Michael Weissman wrote:
> Joe Schwartz wrote:
>> : The
>> Biological Basis of Coercion, MIT Press 2000. This argument
>> male violence against women. Presumably Michael Weissman, judging
>> from his
>> remark about possible genetic differences in human male and female
>> sexual behaviour, might find this thesis congenial. I don't know.
> Actually, Joe, strange as it may sound, I'm opposed to rape.
Michael Weissman earlier wrote that to be specific we should consider
evolved differences in male and female mate selection preferences, but
he offers no suggestion as to what these might be. Joe Schwartz points
to an example in the literature. Weissman indicates it's not what he
means, but says nothing about what he does mean. We are left in the
dark. MW, if you have something in mind, why not say what it is?
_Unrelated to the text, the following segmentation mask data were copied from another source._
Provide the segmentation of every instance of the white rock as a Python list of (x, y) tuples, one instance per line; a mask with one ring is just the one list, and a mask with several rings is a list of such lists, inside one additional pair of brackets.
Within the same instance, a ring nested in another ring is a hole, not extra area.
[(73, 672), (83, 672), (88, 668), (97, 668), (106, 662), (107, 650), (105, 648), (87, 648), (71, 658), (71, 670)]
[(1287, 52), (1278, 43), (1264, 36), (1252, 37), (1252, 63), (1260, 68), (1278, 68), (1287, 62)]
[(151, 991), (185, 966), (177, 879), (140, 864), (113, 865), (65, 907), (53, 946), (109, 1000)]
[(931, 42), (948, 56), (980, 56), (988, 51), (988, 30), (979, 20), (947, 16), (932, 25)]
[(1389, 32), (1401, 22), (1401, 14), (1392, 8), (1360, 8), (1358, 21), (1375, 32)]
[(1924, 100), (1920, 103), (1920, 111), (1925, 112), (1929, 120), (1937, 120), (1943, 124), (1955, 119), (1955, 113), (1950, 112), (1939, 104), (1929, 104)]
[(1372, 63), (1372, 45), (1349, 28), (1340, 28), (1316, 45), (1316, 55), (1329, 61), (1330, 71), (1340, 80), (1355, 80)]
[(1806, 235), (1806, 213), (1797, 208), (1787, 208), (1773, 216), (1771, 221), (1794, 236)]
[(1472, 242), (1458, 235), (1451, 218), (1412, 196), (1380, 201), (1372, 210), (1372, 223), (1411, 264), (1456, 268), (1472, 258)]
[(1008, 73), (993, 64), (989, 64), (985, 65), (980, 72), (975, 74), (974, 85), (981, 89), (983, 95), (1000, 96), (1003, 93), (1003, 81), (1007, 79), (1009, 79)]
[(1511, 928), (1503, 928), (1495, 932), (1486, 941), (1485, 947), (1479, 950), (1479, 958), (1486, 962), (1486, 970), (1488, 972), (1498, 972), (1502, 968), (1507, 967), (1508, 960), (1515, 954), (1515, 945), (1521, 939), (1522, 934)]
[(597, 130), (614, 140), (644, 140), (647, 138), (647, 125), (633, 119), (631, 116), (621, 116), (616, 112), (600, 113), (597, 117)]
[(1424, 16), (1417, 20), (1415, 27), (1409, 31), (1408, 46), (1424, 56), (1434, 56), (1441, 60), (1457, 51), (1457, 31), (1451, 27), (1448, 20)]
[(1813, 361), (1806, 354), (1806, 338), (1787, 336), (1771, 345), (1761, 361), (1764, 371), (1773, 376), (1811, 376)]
Otherwise, how are we to evaluate your assertion that such preferences
(whatever they may be) are evolutionarily determined? In this regard we
do know that communities of our nearest simian relatives, chimpanzees
and bonobos, apparently have quite different sexual patterns. We don't
know that these differences in themselves are genetic, since not enough
different chimpanzee and bonobo populations have been studied to rule
out cultural variations among groups. It is known, as well that mating
preferences of certain baboons (hamadryas or gelada, I don't offhand
recall which) do vary in different communities, males typically being
polygynous in some (if that human term is properly extendable to
baboons) and monogynous in others, if I recall correctly. And of course
we do know that differnt human cultures apparently have quite different
mating patterns. So what does ev psych have to say that MW credits?
As to economic behavior, I agree with some of the previous questioning
of the lack of bias of the latest Gintis Bowles research, but I also
consider that it sounds far better than the "sociobiological" piece of
theirs I referred to, and also far superior to much of the published
literature of this sort of stuff, which is usually based on the behavior
of American college students ---hardly a universal sample. But we
already knew Bowles and Gintis were capable of good studies.